Published in "CODS-COMAD '24: Proceedings of the 7th Joint International Conference on Data Science & Management of Data (11th ACM IKDD CODS and 29th COMAD), January 2024, Pages 82–90"
Richa Verma, Kartik Bharadwaj, Harshad Khadilkar and Balaraman Ravindran

Offline reinforcement learning is used to train policies in situations where it is expensive or infeasible to access the environment during training. An agent trained under such a scenario does not get corrective feedback once the learned policy starts diverging and may fall prey to the overestimation bias commonly seen in this setting. This increases the chances of the agent choosing potentially unsafe actions, especially in states with insufficient representation in the training dataset.

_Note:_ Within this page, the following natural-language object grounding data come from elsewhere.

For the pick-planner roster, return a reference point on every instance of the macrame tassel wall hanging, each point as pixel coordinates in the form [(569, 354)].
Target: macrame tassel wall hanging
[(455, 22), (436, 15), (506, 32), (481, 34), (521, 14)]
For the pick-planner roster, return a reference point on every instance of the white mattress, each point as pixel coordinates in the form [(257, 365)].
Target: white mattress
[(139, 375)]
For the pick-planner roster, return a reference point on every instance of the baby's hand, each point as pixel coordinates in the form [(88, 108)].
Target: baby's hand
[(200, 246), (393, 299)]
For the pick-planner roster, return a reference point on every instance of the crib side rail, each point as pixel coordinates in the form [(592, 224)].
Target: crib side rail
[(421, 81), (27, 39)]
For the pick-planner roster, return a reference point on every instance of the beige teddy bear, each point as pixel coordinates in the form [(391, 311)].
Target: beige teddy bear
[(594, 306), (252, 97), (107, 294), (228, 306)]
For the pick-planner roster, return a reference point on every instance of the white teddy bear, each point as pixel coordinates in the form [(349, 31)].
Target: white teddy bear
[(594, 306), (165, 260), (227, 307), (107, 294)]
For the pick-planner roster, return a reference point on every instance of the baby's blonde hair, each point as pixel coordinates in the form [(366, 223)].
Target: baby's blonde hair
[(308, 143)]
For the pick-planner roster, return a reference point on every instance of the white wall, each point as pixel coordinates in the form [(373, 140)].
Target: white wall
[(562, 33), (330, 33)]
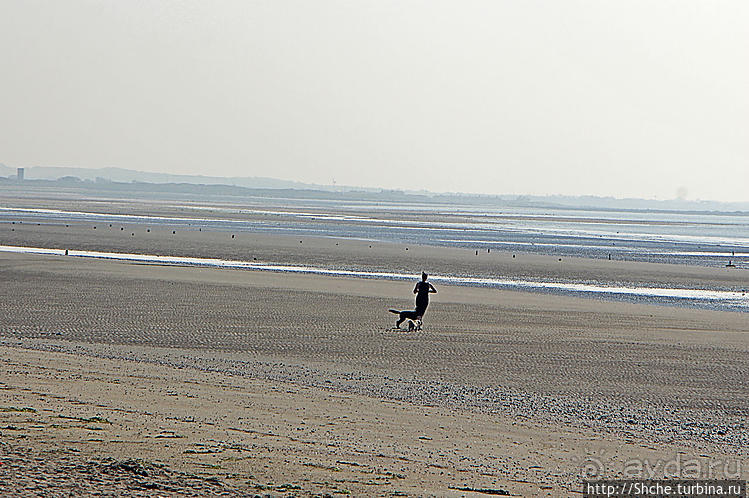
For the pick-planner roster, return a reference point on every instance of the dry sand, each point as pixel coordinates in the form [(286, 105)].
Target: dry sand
[(227, 381)]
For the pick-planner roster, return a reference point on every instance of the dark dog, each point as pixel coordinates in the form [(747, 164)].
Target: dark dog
[(413, 317)]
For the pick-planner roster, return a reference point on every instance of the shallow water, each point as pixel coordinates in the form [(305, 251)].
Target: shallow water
[(734, 300), (710, 239)]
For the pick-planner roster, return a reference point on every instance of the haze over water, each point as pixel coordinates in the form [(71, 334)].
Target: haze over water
[(703, 239)]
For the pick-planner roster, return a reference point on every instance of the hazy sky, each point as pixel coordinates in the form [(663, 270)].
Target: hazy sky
[(622, 98)]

In this paper, we explore the problem of acting safely in sparsely observed regions of the state space. We propose to leverage a safety expert to nudge an offline RL agent towards choosing safe actions in under-represented states in the dataset. The proposed framework in this paper transfers the safety expert’s knowledge into an offline setting for states with high uncertainty to prevent catastrophic failures from occurring in safety-critical domains. We use a simple but effective approach to quantify the state uncertainty based on how frequently they appear in a training dataset. In states with high uncertainty, the offline RL agent mimics the safety expert, otherwise maximizing the long-term reward. Our approach has a plug-and-play nature, i.e., any existing value-based or actor-critic style offline RL algorithm can be guided by a safety expert. We finally show that such guided offline RL algorithms can outperform their state-of-the-art counterparts, reducing the chance of taking unsafe actions while simultaneously retaining competitive performance.